Whether it happens this year or next year, it seems inevitable that Seahawks quarterback Russell Wilson officially will ask the Seahawks to trade him. When the official request comes — or when the offers arrive from the Cowboys, Bears, Raiders, or Saints — who with the Seahawks will decide whether it’s time to move on from Wilson?
For most teams, the buck stops with the owner. In Seattle, it stops with the head coach.
Former Seahawks owner Paul Allen stayed deep in the background. His sister, Jody, has assumed an even lower profile since inheriting the team following his passing. Some in league circles believe the Seahawks essentially have become a corporation, with Vulcan Inc. (founded in 1986 by Paul and Jody Allen to oversee the family’s diverse business activities) and not Jody Allen running the team.
By all appearances, Vulcan isn’t actively running the team. Instead, it appears that Vulcan Sports and Entertainment (a division of Vulcan Inc.) defers to coach Pete Carroll as the de facto CEO of the Seahawks subunit. Indeed, Carroll is both the coach and the executive V.P. of football operations. Which confirms that he’s the ultimate football authority with the Seahawks, a team that has no direct or indirect ownership meddling of any kind.
The question becomes whether the slow boil of #LetRussCook gone wrong will prompt someone from Vulcan to start asking questions, or whether Jody Allen will start doing so herself. That would be a true break from precedent, however. Carroll is the one who has the power to decide what’s in the best interests of the team. Carroll is, by all appearances, the one who will decide whether to trade or to not trade Wilson.

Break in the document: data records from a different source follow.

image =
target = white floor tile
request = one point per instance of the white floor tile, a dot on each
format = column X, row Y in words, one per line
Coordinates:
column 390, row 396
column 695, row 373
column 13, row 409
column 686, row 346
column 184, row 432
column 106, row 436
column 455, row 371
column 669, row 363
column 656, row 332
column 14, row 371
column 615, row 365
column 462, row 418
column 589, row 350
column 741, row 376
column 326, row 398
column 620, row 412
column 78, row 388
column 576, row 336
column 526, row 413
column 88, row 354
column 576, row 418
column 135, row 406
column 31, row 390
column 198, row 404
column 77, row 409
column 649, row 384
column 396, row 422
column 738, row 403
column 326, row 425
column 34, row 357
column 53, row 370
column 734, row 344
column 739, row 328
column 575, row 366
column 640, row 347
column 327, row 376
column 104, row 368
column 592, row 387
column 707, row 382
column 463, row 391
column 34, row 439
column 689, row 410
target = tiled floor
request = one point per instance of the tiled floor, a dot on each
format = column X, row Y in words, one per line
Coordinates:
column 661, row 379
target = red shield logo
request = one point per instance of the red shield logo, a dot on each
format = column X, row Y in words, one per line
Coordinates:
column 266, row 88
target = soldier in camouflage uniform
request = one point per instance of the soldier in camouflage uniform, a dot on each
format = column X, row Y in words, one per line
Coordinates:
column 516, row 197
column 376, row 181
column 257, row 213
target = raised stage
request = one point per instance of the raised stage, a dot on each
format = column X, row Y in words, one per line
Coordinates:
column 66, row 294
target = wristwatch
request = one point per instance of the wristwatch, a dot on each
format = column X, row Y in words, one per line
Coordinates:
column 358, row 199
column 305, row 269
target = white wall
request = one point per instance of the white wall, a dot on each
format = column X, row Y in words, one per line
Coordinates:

So that’s why, as Wilson believes, Carroll answers to no one. As long as he presides over a team that is reasonably successful and ridiculously profitable (it’s hard for an NFL team to not be ridiculously profitable), no one will tell him what to do or how to do it.
And as to the question of whether the Seahawks would be better off choosing Wilson over Carroll given the expected shelf life of their respective careers, don’t assume that Wilson will be playing longer than Carroll will be coaching. On the same day nearly four years ago that Patriots owner Robert Kraft expressed hope that Bill Belichick will coach the team into his 80s, Carroll told PFT Live, “Why stop there?”
Regardless of whether Wilson or anyone else thinks Carroll has earned the right to run the Seahawks without significant oversight or scrutiny, Jody Allen and Vulcan Inc. have decided that he has. Which means that, if/when Wilson will be traded, it will happen only if Carroll decides that it’s the right thing to do.
Thus, the challenge for Wilson, his agent, and/or any of the four teams to which Wilson will accept a trade becomes getting Carroll to decide that it’s the right thing to do, and the right time to do it. If Wilson doesn’t want to be there and if his public comments from 19 days ago to Dan Patrick are a sign of open discontent to come, Carroll eventually may decide that it makes much more sense to accept multiple draft picks and/or players and to move forward with someone else at quarterback.
Ultimately, it’s a decision that Carroll, and presumably Carroll alone, will make.